Let $G:\mathbb{S}^{n-1}\rightarrow\mathbb{S}^{n-1}$ be the restriction of $F$ to $\mathbb{S}^{n-1}$.
Why is the degree of $G$ equal to deg$G=0?$
Since $G$ is homotopic to the identity on $\mathbb{S}^{n-1}$ and degrees are homotopy-invariant, we find a contradiction.
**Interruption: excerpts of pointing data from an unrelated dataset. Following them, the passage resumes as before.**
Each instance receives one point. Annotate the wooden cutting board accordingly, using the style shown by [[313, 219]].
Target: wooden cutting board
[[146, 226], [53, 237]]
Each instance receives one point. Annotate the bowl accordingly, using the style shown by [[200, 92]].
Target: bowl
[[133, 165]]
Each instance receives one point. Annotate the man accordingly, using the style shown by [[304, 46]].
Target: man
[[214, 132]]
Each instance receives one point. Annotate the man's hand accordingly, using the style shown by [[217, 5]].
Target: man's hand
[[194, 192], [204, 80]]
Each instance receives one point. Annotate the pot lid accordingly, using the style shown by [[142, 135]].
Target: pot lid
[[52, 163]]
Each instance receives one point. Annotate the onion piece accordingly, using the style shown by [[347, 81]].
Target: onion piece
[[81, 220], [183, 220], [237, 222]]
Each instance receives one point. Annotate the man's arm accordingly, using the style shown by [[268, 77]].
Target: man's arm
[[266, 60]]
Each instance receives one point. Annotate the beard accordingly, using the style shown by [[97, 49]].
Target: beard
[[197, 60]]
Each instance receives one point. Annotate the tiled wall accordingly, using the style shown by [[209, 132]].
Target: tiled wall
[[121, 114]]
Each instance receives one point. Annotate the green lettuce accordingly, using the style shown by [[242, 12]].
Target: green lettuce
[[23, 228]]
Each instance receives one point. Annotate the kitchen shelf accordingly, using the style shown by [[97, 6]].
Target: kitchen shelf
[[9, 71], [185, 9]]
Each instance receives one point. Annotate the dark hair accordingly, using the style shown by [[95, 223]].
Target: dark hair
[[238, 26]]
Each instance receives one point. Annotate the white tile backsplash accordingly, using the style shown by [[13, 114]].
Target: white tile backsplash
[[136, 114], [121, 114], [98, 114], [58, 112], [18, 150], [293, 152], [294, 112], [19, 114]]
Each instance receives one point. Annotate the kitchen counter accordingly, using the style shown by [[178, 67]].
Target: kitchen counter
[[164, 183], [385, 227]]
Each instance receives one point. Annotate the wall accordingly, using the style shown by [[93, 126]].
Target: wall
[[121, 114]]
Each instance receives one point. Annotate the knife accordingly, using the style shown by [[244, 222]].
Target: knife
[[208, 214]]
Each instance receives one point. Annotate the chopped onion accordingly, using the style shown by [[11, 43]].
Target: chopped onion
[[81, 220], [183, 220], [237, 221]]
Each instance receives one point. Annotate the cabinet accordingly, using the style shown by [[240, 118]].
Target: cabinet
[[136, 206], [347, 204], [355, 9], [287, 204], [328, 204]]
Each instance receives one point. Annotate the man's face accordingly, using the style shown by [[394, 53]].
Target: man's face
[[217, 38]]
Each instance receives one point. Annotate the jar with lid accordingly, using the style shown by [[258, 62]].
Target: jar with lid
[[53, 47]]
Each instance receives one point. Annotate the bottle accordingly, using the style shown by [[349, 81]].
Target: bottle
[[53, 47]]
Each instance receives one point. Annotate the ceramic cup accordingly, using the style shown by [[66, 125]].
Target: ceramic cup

And thus $f$ must have a fixed-point.
What I thought:
Let $\omega$ be a $(n-1)$-form on $\mathbb{S}^{n-1}$ s.t. $\int_{\mathbb{S}^{n-1}}\omega=1$. Then deg$G=\int_{\mathbb{S}^{n-1}}G^*\omega$.
How do I use Stokes to find that the degree is $0$?
If $\omega$ is a volume from on $S^{n-1}$ like you said, then degree of $G$ is $\displaystyle \int_{S^{n-1}} G^* \omega$. This $S^{n-1}$ is the boundary $\partial D^n \subset D^n$. By Stokes' theorem (as $G^*\omega = F^*\omega|_{\partial D^n}$):
$$\int_{\partial D^n} G^* \omega = \int_{D^n} d(F^*\omega) = \int_{D^n} F^*(d\omega) = 0$$
As $d\omega$, an $n$-form on $S^{n-1}$, is zero. That's the desired contradiction.